Related Book Recommendations
Principles of reading:不求甚解,观其大略
- Coding: The Language Hidden Behind Computer Software and Hardware
- "Understanding Computer Systems"
- Data Structures and Algorithms
- "java data structure and algorithm" "algorithm"
- "Introduction to Algorithms" "The Art of Computer Programming"
- Operating system: Linux kernel source code analysis Linux kernel design and implementation 30-day self-made operating system
- Network: Mechanic's "TCP/IP Detailed Explanation" Volume 1 is recommended to read the original version
- Compilation principle: the implementation mode of the programming language of the mechanical dragon book
- Database: SQLite source Derby
CPU Basics
The production process of CPU
Essence: a pile of sand + a pile of copper + a pile of glue + specific metal addition + special process
Sand deoxidation->quartz->silica->purification->silicon ingot->cutting->wafer->applying photoresist->lithography->etching->removing photoresist->plating->polishing- > Copper Layer -> Test -> Slice -> Package
The production process of Intel cpu (video description)

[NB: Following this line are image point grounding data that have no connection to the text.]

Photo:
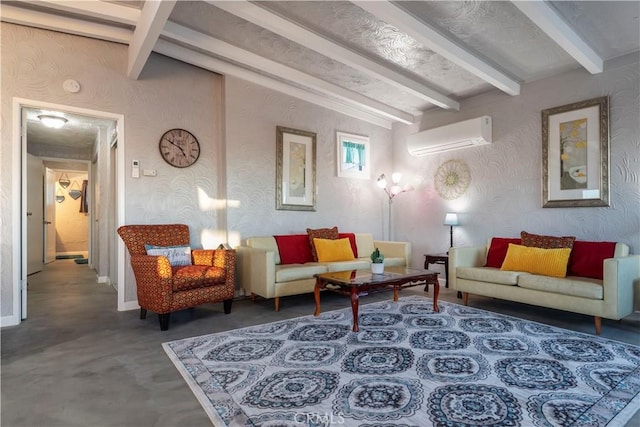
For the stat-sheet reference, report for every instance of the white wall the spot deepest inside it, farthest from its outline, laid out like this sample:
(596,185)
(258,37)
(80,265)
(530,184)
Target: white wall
(252,114)
(505,195)
(168,94)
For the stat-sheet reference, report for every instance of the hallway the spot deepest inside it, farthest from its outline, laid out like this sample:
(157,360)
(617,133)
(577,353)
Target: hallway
(76,361)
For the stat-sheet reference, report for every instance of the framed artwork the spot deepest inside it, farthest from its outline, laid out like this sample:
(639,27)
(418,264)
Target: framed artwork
(575,154)
(354,156)
(295,170)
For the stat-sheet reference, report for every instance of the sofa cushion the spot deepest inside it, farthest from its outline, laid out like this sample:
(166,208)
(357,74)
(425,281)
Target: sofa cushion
(546,262)
(488,274)
(574,286)
(289,272)
(330,250)
(498,250)
(352,242)
(265,243)
(294,249)
(587,258)
(365,244)
(320,233)
(546,242)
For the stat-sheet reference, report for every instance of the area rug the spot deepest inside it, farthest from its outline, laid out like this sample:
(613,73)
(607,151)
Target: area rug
(410,366)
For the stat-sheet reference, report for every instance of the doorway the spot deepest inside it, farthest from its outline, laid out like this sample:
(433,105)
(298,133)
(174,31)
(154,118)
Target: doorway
(85,140)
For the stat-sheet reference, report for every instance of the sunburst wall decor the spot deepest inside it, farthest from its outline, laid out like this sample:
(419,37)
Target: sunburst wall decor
(452,179)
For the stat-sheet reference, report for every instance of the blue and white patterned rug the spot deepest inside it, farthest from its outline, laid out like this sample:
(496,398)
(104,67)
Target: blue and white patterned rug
(410,366)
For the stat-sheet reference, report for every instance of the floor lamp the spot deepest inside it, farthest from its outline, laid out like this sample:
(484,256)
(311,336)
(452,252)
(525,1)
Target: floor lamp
(392,191)
(451,219)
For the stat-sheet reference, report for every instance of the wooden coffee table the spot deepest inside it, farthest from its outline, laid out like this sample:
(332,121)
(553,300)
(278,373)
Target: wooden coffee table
(353,283)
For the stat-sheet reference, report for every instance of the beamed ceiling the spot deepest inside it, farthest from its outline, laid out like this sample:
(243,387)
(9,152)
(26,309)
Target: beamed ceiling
(379,61)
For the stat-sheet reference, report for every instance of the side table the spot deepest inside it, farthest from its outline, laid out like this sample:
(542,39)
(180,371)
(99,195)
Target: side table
(442,259)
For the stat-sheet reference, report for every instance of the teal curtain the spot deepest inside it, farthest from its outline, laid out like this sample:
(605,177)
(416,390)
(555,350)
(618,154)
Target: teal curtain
(354,153)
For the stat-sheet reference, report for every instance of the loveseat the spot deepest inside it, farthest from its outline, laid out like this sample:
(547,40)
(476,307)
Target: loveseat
(598,281)
(283,265)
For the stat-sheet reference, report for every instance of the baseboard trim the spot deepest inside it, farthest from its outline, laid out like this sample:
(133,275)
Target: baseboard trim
(13,320)
(129,305)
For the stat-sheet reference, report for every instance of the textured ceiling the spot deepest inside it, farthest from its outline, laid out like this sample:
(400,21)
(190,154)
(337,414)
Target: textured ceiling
(379,61)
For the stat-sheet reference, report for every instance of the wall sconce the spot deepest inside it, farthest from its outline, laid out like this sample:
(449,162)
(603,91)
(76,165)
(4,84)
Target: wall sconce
(392,191)
(51,121)
(451,219)
(59,196)
(64,181)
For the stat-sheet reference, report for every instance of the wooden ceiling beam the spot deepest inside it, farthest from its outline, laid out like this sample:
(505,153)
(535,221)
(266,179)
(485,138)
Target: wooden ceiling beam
(189,37)
(548,20)
(153,18)
(432,38)
(330,48)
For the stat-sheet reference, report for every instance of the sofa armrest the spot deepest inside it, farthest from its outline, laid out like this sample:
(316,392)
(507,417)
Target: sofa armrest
(393,250)
(256,270)
(473,256)
(621,275)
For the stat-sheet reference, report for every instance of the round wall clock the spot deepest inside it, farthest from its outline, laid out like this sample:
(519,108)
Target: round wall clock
(452,179)
(179,148)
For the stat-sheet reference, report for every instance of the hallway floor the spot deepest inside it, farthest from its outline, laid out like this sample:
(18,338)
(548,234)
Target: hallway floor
(77,361)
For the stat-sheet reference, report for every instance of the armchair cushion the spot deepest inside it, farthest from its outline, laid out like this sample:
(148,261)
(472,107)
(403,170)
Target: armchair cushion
(178,255)
(197,276)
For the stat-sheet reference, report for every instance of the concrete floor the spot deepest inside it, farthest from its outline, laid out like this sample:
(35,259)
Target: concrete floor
(76,361)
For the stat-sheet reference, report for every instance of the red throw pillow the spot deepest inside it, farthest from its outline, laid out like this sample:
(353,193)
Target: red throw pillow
(498,250)
(546,242)
(294,249)
(587,258)
(320,233)
(352,241)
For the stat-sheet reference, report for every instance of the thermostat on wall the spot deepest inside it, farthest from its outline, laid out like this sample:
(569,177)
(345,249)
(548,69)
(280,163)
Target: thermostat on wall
(71,86)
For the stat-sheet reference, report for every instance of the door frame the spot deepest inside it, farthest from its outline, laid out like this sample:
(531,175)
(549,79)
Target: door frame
(19,150)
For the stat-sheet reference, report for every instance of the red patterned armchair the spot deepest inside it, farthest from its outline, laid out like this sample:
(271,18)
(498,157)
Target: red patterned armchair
(163,288)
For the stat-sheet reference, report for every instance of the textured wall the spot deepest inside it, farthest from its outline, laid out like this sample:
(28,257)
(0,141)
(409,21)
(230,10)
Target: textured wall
(169,94)
(252,114)
(505,195)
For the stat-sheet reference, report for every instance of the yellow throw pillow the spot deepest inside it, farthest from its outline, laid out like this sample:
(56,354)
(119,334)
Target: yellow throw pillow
(545,262)
(330,250)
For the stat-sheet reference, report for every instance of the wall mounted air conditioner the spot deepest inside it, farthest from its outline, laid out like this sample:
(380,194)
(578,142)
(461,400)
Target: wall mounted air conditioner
(468,133)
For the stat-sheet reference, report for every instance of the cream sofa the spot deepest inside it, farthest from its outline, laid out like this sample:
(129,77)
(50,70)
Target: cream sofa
(611,298)
(261,272)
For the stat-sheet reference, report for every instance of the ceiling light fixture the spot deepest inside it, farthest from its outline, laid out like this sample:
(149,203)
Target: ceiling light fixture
(55,122)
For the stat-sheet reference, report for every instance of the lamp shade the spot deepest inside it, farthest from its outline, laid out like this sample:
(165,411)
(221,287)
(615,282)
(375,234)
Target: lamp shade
(451,219)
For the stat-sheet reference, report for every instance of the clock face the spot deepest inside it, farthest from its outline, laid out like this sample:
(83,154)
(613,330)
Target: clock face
(179,148)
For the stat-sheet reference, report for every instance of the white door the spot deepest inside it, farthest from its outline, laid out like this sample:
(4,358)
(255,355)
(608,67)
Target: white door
(49,216)
(35,215)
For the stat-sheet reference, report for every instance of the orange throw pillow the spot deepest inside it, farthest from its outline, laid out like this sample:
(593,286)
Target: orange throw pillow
(320,233)
(545,262)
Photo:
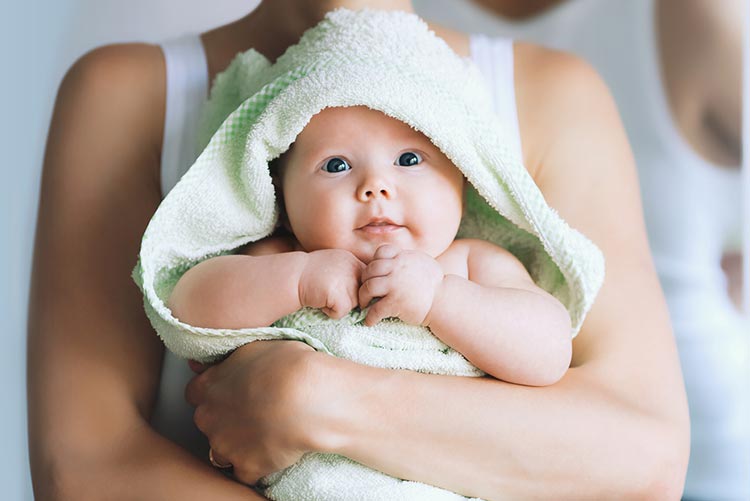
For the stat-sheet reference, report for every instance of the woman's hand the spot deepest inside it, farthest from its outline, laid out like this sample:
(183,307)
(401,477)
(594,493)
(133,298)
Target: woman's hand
(257,407)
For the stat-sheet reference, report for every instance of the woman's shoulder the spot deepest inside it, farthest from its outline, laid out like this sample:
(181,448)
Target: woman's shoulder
(122,88)
(556,91)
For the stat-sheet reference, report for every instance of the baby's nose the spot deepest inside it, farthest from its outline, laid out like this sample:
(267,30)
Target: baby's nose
(375,188)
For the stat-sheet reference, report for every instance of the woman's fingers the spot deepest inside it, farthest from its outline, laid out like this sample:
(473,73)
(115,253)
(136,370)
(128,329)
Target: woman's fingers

How cpu is made (text description)
Inside the cpu: silicon -> adding special elements -> P semiconductor N semiconductor -> PN junction -> diode -> field effect transistor -> logic switch
Basic logic circuits: AND gate OR gate NOT gate NOR gate (exclusive OR) Adder Accumulator Latch…
Realize manual calculation (read memory instruction each time, (high power low power))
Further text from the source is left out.